Ska Keller, President of the Green Group
Sven Giegold, MEP German Greens
Bas Eickhout, MEP GroenLinks
Ernest Urtasun, MEP En Comú Podem
In the last days, we have witnessed an inexplicable European paralysis to address the COVID-19 crisis. It has taken too long to see patients crossing borders to be treated in neighbouring countries, or material circulating from one country to another. Fortunately, it seems that solidarity within Europe is growing every day, and we are finally reacting on the health-care front.
However, another crucial debate is now taking place: what shared response will we give to the very hard economic downturn that the continent is going to suffer after these months of economic and industrial standstill? So far, two major measures have been announced: firstly, the release by the European Commission of unspent structural funds, which could mobilise up to 37 billion euro. And secondly, the new programme for buying bonds from the European Central Bank, worth 750 billion euro. Both measures are important and show that the "federal" institutions are indeed acting with agility and speed.
The Commission has also proposed the new "SURE" programme to support the costs of temporary unemployment through loans, a programme that has yet to be approved.
We cannot say the same, however, for the European Council. After two failed Eurogroup meetings, on March 26th European Council was a veritable ceremony of confusion. Our governments gave such a sense of paralysis and disagreement that some have already begun to question whether it is the European project itself that is at risk. Today Europe is the epicentre of the pandemic, and we are lagging behind in the economic response at global level.
The reality is that the breakdown of the European economy will require a programme of reconstruction unparalleled in recent years. To think that such a huge amount of investment can be made simply from national debt with the support of the ECB is totally illusory, a path full of risks that is also less democratic and economically dubious. That is why we believe that it is now essential to make the leap to a shared debt instrument, aimed at jointly mobilising resources in order to be able to implement a genuine European reconstruction plan. It is only through shared actions that we will be able to mobilise a sufficient amount of resources. This issue must also go hand in hand with shared instruments for managing expenditure, and with greater control of this instrument by the European Parliament.
Issuing shared debt is not currently a gesture of solidarity between some countries, it is an essential step forward if we want to prevent the euro and the internal market from entering a critical spiral, the effects of which would be felt by all the countries of the Union as a whole.

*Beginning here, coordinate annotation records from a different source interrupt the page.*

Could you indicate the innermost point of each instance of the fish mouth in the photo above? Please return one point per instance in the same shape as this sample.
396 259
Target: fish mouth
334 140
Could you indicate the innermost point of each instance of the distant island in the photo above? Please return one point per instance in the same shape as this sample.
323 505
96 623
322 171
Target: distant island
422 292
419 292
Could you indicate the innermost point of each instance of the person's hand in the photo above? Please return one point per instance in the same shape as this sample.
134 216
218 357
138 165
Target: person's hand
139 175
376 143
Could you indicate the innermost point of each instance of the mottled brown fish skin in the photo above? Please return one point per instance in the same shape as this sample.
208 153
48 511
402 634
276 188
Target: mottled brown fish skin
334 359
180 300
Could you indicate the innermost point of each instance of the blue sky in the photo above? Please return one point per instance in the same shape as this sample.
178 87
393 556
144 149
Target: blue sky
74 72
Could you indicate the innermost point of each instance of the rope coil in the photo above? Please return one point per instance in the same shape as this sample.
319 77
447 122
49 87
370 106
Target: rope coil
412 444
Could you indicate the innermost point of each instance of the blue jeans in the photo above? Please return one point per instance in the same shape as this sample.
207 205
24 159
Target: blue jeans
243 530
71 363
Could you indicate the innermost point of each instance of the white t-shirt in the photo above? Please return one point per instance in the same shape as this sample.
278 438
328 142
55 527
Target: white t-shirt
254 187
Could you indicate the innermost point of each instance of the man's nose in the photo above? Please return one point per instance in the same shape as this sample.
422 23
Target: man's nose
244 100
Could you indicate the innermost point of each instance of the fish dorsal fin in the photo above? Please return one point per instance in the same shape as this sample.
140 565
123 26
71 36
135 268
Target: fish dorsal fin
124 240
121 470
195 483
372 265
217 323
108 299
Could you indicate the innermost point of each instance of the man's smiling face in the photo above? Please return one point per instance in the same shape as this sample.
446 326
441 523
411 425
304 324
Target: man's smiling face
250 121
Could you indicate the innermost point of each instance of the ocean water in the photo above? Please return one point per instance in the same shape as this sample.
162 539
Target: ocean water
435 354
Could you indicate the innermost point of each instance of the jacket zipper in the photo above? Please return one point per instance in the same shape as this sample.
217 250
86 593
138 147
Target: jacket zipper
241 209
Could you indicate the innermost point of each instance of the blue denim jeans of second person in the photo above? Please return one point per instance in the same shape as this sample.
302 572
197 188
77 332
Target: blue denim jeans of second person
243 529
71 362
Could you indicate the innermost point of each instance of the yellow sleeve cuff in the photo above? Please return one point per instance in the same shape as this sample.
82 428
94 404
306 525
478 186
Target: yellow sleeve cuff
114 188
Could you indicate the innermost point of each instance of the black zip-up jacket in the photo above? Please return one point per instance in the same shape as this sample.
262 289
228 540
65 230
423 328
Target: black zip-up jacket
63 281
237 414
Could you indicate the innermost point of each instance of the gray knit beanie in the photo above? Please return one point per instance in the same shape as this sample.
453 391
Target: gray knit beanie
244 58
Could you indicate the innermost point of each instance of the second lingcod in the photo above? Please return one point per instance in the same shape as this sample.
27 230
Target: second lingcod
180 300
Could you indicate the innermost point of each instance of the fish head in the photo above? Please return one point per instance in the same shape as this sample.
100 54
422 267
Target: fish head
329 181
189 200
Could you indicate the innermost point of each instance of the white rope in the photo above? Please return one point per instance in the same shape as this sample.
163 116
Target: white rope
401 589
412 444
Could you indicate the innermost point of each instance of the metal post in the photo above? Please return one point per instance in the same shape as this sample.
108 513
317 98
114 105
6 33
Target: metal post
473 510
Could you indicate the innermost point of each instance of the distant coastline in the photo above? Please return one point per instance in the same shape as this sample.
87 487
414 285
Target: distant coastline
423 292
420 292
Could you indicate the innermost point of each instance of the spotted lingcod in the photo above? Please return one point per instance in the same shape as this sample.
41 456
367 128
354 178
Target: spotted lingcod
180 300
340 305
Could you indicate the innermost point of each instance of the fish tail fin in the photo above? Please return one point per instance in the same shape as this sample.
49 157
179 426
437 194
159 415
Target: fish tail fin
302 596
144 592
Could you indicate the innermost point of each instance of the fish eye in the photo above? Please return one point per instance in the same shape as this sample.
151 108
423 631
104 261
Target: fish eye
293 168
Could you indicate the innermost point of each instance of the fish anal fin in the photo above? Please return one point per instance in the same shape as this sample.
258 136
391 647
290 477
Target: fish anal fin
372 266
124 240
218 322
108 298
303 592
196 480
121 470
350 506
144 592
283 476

It is in the interest of the entire eurozone to minimise the economic depression induced by the fight against the virus and there is no “moral hazard” that will be worthwhile: the shock is symmetrical and will affect everyone equally. The argument of "moral hazard" is even less acceptable if we consider that Germany has been the main beneficiary of the implementation of the single currency in recent years, and that the Netherlands maintains tax schemes that undermine the income of the other Member States.
Now is also not the time to think about the failed bailouts of the past. Offering countries like Spain or Italy a European Stability Mechanism rescue programme, conditional on greater austerity, is profoundly short-sighted and is something that public opinion in the countries most affected would perceive as a humiliation of their partners at one of their most critical moments. To resort to an ESM programme now would be equivalent to if the US government's decided in 2005 to burden Louisiana's growth for years with the entire debt incurred in rebuilding following Hurricane Katrina. From such a proposal, one could only expect an unstoppable growth in disaffection towards the European project. Even an unconditional ESM credit line, as some in the Eurogroup seem to suggest, would clearly be insufficient.
It is Europe's time. Jacques Delors, in a recent interview, has warned of the return of nationalism in the European Council. We pro-Europeans must react. It is time for a European response on all fronts: on the health front, by providing material support and assisting countries when their health systems become saturated (as well as by joining forces in coordinating and directing scientific research) and on the economic front, by creating truly European financial reconstruction mechanisms such as Eurobonds.
The last European Council mandated the Eurogroup to examine the different options. Of the 19 countries that make up the euro area, more than 8 have already given their approval to the instrument. At this critical time, we would like to call on the European public to mobilise to achieve this objective, overcoming the resistance that some countries are still putting up. Europe must give a signal that it is up to the task and that it is capable of reacting with risk and ambition. The future is at stake.